GeorgieJo · 13/01/2014 21:27

It was my first day back at work today - I was home by 3.30pm and actually loved being in the office, but then I came home to a grumpy baby and felt so guilty.

This is my DC1, he is three months old, and I will be working three days a week to start, going up to four in six weeks time.

I was hoping to carry on bf, but only had time to express 60mls between meetings today.

To make it worse DS refused to bf at bedtime - he was happy to take the boob at 4pm but at 7pm I couldn't get him to latch on. He just wriggled and screamed, but when I tried a bottle he took 120ml quite happily...
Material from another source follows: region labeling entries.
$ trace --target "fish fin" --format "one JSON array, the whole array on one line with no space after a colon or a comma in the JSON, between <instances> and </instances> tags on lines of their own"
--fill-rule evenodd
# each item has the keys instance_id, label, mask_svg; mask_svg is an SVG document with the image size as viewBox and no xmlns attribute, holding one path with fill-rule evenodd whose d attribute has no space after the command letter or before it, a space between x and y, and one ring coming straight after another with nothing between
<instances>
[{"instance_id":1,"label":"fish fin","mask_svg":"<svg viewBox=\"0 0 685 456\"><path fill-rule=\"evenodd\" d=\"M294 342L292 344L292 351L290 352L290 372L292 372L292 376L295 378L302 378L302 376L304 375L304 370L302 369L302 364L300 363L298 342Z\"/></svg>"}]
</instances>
Feel like this is the beginning of the end of breastfeeding, which I am so sad about.

I just feel so conflicted. I love my job and I am good at it.

But I can't bear the idea that DS is missing me, or that he prefers the bottle to me!

I love him so much, but I really struggled being at home and tbh it felt great to be back at work. I just wish I didn't feel so torn.

I thought that once he was born I would want to quit my job and become a SAHM. Instead I have been missing work since he was eight weeks old.

Just feel that if I was a "better" mother I wouldn't want to work. But I do, and now I am scared I will do both badly - I won't be as good at my job because I'll be a part-timer, and by leaving my baby I will be a bad mother. Guilt all round!

Sorry to moan - DH just doesn't seem to understand why I feel so bad...

OP posts:
minipie · 13/01/2014 23:46

Ah sweetheart.

First, wanting to work does not make you a worse mother. it makes you a mother with other interests and abilities, and it gives your DS variety which is good for him. sure, he may miss you at first, especially at the start but he will soon get to know the childcarer and be happy with them (and then happy to see you too).

Second, I suspect he took the bottle rather than the boob because he was tired and didn't want to have to make the effort of BFing. How much sleep did he get in the day - it may be that whoever he was with (nursery?) hasn't yet figured out how to get him to nap as much as he usually does. this will get better. Honestly it does not reflect his feelings for you in any way.

if you are worried that he'll get used to the bottle and refuse the breast, you could try him on a sippy cup. if he can drink from that, ask your childcarer to use that instead of a bottle. he may be a bit young though.

3 days a week is a great balance IMO. and being a part timer doesn't mean you're less good at your job - you're just doing less of it but that doesn't mean you're less good iyswim.